[Detection specificity of an optimal solid-phase enzyme immunoassay for Pseudomonas aeruginosa and Pseudomonas mallei].

The evaluation and application of an enzyme-immunoassay (EIA) for the detection of Pseudomonas (Ps.) aeruginosa and Ps. mallei is described. Polystyrene beads (1/4'') as the solid-phase are prepared by coating the balls with purified IgG from the serum of rabbits (9-12 micrograms/bead) in Coating-Buffer pH 9.6. After washing the balls they are saturated with 10% BSA or 10% FCS in PBS-Tween 20. The bacteria bound to the coated balls are detected by the specific peroxidase labelled IgG. This EIA using Ps. aeruginosa (P9) as a model is able to detect this bacterium within 5 hours, with stored coated balls 3.5 hours, with a detection limit of 10(4) CFU. Nine Pseudomonas-strains react stronger than other strains.

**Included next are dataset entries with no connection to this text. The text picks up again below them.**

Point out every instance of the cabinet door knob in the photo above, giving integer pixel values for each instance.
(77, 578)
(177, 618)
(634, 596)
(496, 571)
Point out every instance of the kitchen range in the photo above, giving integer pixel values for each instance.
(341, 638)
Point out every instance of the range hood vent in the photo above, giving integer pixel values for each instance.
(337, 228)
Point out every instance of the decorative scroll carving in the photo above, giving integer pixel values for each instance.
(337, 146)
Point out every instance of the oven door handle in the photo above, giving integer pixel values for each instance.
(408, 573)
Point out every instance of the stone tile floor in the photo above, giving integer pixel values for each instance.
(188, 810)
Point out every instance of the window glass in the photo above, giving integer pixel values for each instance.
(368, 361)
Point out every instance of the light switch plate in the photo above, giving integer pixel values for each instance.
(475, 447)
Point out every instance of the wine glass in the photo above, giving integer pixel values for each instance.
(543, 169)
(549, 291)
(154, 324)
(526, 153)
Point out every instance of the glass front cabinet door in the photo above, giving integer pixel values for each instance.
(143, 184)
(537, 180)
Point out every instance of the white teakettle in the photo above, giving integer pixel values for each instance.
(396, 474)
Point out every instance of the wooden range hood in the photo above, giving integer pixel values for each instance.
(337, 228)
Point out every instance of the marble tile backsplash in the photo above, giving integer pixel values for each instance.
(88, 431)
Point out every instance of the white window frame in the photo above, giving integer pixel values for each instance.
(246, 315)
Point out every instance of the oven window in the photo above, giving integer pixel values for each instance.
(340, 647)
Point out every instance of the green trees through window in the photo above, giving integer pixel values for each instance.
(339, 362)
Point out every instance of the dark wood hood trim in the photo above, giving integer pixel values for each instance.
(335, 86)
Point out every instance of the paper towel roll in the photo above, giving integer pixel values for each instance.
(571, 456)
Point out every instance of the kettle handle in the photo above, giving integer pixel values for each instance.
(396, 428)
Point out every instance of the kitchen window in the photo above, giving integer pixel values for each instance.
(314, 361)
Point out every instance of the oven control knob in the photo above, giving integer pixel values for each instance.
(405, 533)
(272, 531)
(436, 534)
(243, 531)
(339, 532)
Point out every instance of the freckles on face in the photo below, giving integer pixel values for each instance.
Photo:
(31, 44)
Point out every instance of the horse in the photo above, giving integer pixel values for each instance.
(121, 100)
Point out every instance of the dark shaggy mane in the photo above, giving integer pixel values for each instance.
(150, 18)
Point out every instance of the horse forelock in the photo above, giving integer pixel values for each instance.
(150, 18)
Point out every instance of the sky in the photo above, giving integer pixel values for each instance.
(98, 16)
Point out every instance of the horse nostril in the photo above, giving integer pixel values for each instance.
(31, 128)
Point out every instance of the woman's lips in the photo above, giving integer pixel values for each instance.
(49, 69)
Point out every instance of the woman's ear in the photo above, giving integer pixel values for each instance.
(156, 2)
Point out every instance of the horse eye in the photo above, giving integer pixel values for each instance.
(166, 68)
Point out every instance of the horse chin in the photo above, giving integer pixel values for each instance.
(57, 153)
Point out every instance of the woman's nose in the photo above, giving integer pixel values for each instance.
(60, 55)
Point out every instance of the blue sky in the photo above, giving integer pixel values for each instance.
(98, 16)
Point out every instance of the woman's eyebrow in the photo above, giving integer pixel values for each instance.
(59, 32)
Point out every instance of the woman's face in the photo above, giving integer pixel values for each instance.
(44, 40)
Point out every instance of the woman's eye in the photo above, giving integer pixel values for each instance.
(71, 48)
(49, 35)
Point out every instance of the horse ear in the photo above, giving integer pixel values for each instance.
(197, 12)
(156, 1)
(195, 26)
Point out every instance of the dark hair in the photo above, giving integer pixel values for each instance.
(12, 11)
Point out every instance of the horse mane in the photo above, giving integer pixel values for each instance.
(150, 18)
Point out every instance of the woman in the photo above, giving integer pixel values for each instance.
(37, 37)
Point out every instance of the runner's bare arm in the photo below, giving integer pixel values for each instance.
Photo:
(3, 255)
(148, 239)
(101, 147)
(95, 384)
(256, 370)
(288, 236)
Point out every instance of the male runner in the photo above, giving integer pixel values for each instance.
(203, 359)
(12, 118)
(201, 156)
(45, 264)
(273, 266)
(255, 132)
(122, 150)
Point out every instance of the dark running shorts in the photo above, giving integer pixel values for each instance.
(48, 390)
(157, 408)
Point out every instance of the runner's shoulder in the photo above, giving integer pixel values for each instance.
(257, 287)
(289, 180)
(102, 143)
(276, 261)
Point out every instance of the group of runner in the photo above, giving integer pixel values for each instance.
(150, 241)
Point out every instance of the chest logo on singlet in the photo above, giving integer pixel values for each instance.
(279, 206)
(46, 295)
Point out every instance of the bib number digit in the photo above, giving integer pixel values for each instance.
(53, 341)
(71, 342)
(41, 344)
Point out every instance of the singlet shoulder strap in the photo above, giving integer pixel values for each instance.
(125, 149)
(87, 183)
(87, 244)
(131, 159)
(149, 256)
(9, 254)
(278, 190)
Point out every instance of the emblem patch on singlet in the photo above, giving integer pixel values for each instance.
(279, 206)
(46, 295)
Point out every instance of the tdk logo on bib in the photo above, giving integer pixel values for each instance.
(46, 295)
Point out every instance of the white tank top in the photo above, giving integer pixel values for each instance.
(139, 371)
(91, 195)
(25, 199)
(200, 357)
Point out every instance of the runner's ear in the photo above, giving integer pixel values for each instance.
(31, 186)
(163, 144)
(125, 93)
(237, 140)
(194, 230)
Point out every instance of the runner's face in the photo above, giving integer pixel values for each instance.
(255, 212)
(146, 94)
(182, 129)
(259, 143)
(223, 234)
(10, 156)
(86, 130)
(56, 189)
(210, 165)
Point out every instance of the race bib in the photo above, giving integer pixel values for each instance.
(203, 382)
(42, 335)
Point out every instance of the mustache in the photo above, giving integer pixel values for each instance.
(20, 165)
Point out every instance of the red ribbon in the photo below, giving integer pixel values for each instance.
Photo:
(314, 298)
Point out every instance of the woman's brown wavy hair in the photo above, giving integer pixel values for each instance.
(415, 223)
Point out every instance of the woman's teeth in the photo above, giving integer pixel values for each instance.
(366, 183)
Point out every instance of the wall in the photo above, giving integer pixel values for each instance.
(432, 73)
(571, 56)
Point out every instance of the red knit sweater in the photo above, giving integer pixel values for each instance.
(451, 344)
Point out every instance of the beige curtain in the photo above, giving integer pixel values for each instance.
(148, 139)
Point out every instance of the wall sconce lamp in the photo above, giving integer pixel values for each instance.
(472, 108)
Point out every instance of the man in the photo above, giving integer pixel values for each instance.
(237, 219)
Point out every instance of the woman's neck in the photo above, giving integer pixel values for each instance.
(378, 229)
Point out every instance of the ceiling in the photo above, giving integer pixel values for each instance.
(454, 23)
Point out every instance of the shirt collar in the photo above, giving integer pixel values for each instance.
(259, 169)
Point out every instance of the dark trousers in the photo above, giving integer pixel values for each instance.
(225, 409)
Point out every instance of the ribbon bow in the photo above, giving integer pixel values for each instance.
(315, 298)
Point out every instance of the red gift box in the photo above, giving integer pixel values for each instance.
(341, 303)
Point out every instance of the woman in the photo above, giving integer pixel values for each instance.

These cross-reactions can be substantially reduced by absorbing the P9-conjugate with the cells of Ps. stutzeri (P15). With the other Pseudomonas-strains a high specificity is found with the P9-conjugate. After modifying this EIA for the detection of Ps. mallei (P18) the strains Ps. mallei (P57), Ps. pseudomallei (P17) and Ps. cepacia (P67) react with the P18-conjugate. With the other tested strains a high specificity is found at 10(7) CFU. The polystyrene bead-EIA is recommended as a sensitive and specific test for the detection of Ps. aeruginosa in about 5 resp. 3.5 hours. It only requires normal laboratory equipment and is thus a highly practicable method for routine diagnostic of Ps. aeruginosa.